思い出し笑いでにまにましている葵の姿を、彼女は葵より先に見つけると、目を丸くしてダッシュで駆け寄った。


「齋藤くん!?どうしたの!?」


ずどー!と音を立てているのではないかというくらい迫力。
急激な迫力に葵はびくっと身体を跳ねさせ驚いた。
目の前に、葵と同じ位驚く美少女顔。


「…さ、坂本さん…!びっくりした…」


冬香だった。
彼女はマネージャーなので、他の部員よりも早く登校するのだ。
ちょうど体育館側から倉庫に行こうとしていた所らしい。

その倉庫に、半ば自分のせいで倒れてしまった葵がジャージを着て笑顔を浮かべながら座っていたのだ。
驚く以外何も出来やしない。


「びっくりしたのは私だよ!本当、どうしたの?もう身体大丈夫なの!?」


がーっと捲くし立てる冬香に、葵は慌てながら「元気!」と立ち上がって回って見せた。
葵の元気である証拠は回る動作らしい。
冬香は「なんで回るの…」と思いながらも口に出さず、良かったと安堵した。葵が元気になって、良かった。
きっと、今から来る鷹島も安心するだろう。

しかし、より気になるのは葵がなぜジャージを着てここに居るということだ。
先ほどから聞いているが、冬香はもう一度


「…で、その…どうしてここに?ジャージ着て…」

聞いた。
因みに、冬香は制服で着ている。
更衣室にジャージを置いてきてしまったためだ。
冬香より張り切ったその格好をじろじろ見ながら、もじもじする葵を見つめる。
冬香が今まで見てきたチャラ男が、もじもじしてもひたすら気持ち悪いのだが、葵がもじもじしていると何か可愛いなと思いながら。


すると、葵は。



「…その…。

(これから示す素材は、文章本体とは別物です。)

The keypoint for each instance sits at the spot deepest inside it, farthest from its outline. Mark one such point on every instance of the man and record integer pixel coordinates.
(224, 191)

…今日も臨時マネしたいンだけど…」



ダメかなー?なンてちょっと舌を出して言って見せた。
途端、冬香の目がかっと見開く。
美少女顔のはずなのに、変顔というか恐ろしい形相になって葵は思わずビビってしまった。


「さ、坂本さん?」

やっぱり迷惑だったか、と諦め始める葵。
しかし冬香は目を少し泳がせながら、がっしと葵の両肩を掴んだ。
予想以上に細い肩に驚きながら、


「臨時マネしてくれるのは嬉しいけど…!
大丈夫なの!?だって、もしまた倒れちゃったら…」


心配する。
冬香は、また葵が生気を失くして倒れるのが怖かった。
それはきっと部員全員が思うであろうことだ。
葵がまた来てくれるのは嬉しい。けれど。


しかし葵はケロっとして、



「平気だって!ちょっと走るのは勘弁してほしいけど、後は大丈夫だし?」


Vサインを作ってみせた。
齋藤葵、がんばりまっす!なんて言いながら。

冬香の詰まっていた息が、ほっと吐かれた。
葵の無邪気な笑顔を見て。
冬香はちょっと困ったような、嬉しそうな表情を浮かべて、思い切り葵の肩を何度か叩く。
びっくりする葵を見ながら、



「よし!じゃあ、齋藤くん今日もよろしく!
でも長距離組は担当外でねー!
鷹島先生とはちょっと離れちゃうけど大丈夫かな?」



夏の日差しに負けない位の明るい笑顔を浮かべた。
その笑顔に、葵もつられて笑顔になる。


「よろしくー!
別に鷹島ちゃんと離れても俺はできるしッ」


「どうかなー?寂しいとか言わないでね」


「言わねーし!?」


2人はケラケラ笑いながら、早速道具を取り出し始めた。
葵の荷物は、ちょうど駐車場に現れた黒のハードトップセダンの持ち主に預けることを決めながら。